Lovely messages
@AngelkeeperJ and
@Freida. They really helped, so thank you! So much!
I'm much, much better. After crying much of yesterday and yelling and fighting with my man friend, and then making up (after nearly breaking up) I am good, we are good, and no more horrific dreams!
I aso did my homework prep for group tomorrow. I'm sure some of how I've been feeling was due to the beginning of unearthing feelings around the early sexual abuse and rapes.
I still find it very hard to separate the traumatic effects of sexual abuse from the anger and grief towards and about my ma. I'm not entirely sure what that is about. I plan to untangle that stuff though.
I did do some blogging about my birth today and it sparked feelings of empathy and compassion.towards her. So, I think that is a little progressive.
I think that the feelings of aloneness, no support after abuse were worse than the abuse itself. It was the terrible desolute sense of betrayal and of no options. Wanting somewhere to escape to, someone to comfort me and there being no one, FOR SO LONG!
That is very painful for me.
Abuse and being preyed on was a given, for me, I didn't question that or expect any better or more, but I knew mum's were supposed to care, and mine didn't and THAT I am still having trouble coming to terms with.
Maybe she did and does, but she is just terrible, at showing it? Maybe she's autistic, like me? Or just really selfish and lazy or apathetic towards me? I don't know and I'm obsessing over it, a bit.
I am beginning to realise that me being an autistic kid couldn't and wouldn't have been easy. It wasn't easy for me, so why would it have been for her? But the constant uprooting? The constant different boyfriends and changes in location? The bullying? The leaving me with strangers, for many months on end, on numerable occasions?obviously it was easy enough to do that to me and not fear repercussions with my behaviour. So I'm thinking I was exploitable and easy to disregard the needs of, and not so "difficult" as she has told me, on numerous occasions.

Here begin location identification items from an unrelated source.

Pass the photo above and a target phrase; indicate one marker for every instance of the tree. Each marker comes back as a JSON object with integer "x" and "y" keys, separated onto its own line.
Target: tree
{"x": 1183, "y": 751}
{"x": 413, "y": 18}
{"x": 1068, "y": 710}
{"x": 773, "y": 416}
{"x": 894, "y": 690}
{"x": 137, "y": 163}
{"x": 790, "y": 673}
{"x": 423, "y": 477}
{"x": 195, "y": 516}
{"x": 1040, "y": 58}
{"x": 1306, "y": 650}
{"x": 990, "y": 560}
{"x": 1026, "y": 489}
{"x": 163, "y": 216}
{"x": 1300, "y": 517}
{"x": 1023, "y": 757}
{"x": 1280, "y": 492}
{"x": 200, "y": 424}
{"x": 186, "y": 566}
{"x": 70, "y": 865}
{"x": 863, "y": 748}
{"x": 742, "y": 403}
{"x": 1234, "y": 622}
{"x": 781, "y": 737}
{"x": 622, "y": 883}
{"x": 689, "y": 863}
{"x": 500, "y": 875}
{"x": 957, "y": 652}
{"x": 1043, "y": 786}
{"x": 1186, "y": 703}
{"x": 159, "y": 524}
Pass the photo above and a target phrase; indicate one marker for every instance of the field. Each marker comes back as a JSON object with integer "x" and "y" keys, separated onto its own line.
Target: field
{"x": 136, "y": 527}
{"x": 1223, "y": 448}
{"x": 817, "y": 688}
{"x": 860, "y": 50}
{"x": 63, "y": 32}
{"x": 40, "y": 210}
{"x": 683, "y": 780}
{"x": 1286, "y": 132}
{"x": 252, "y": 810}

She was the worst kind of mother, for an autistic girl. It was complete chaos and I was constantly terrified and unsettled. I was utterly disregarded and treated with contempt.
Rapes and sexual abuse were the least of my worries, until I thought it was going to be raped and murdered. Then, I settled for a sociopathic narcissist, after all, not much different than what I'd been used to. He was a charismatic criminal who wanted a child to mold, to have sex with, to make him look good, to enslave and to elevate himself through, with no regard for me, other than my usefulness to him.